The woman in question became a lawyer after some years as a community organizer, married a corporate lawyer and is the mother of two little girls, ages 9 and 6. Herself the daughter of a white American mother and a black African father — in this race-conscious country, she is considered black — she served as a state legislator for eight years, and became an inspirational voice for national unity.Vivid. But on paper, Barack Obama doesn't look like a viable candidate either.
Be honest: Do you think this is the biography of someone who could be elected to the United States Senate?
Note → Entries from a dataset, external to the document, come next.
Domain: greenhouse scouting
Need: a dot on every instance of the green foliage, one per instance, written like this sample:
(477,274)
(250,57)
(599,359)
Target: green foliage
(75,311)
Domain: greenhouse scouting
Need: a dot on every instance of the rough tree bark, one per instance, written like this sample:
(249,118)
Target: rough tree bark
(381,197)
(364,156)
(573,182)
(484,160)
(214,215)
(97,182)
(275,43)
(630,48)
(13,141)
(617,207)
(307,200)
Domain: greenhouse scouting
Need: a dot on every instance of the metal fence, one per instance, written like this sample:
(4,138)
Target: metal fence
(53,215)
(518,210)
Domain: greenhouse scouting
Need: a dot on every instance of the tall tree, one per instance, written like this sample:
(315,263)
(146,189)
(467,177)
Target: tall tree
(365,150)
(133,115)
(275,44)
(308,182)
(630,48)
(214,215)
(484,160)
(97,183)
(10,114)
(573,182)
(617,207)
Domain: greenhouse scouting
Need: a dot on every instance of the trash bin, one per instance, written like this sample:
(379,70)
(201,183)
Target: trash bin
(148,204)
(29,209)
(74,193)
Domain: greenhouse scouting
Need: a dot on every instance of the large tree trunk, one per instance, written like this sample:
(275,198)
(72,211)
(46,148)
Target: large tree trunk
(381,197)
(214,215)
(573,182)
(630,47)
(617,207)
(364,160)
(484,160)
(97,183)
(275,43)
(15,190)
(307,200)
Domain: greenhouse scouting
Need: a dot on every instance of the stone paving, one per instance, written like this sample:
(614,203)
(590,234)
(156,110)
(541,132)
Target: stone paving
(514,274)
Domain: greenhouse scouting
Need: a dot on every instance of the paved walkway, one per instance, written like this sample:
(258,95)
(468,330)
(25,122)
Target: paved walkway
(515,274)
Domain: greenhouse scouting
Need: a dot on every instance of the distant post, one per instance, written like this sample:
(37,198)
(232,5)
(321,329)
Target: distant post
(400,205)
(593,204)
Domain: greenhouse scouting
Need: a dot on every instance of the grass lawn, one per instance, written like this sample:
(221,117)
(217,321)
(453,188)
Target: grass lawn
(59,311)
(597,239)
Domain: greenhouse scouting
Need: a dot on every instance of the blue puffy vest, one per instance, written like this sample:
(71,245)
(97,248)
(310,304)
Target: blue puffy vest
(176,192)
After less than one term there, do you believe she could be a viable candidate to head the most powerful nation on earth?
Anyway, Steinem is supporting Hillary Clinton, because, she says, "she has community organizing experience, but she also has more years in the Senate, an unprecedented eight years of on-the-job training in the White House, no masculinity to prove, the potential to tap a huge reservoir of this country’s talent by her example, and now even the courage to break the no-tears rule."
An unprecedented eight years of on-the-job training in the White House? Ahem... Gloria? Can you say anything about the feminist issues entailed in a woman running for the presidency on her husband's accomplishments? If not, you're speaking as a Clinton partisan and not as someone who wants to seriously engage with feminism.
ADDED: Andrew Sullivan: "Clinton is comfortable aroound this kind of victimology. Obama transcends it."
AND: Ed Morrissey: "Steinem shows everything that's wrong with identity politics. It's crass, it's irrational, it assumes that people should get "turns", and in the end it's anti-democratic. Obama hasn't played that game like Hillary has — and that may be why Obama's beating Hillary like a bongo drum in Iowa and New Hampshire."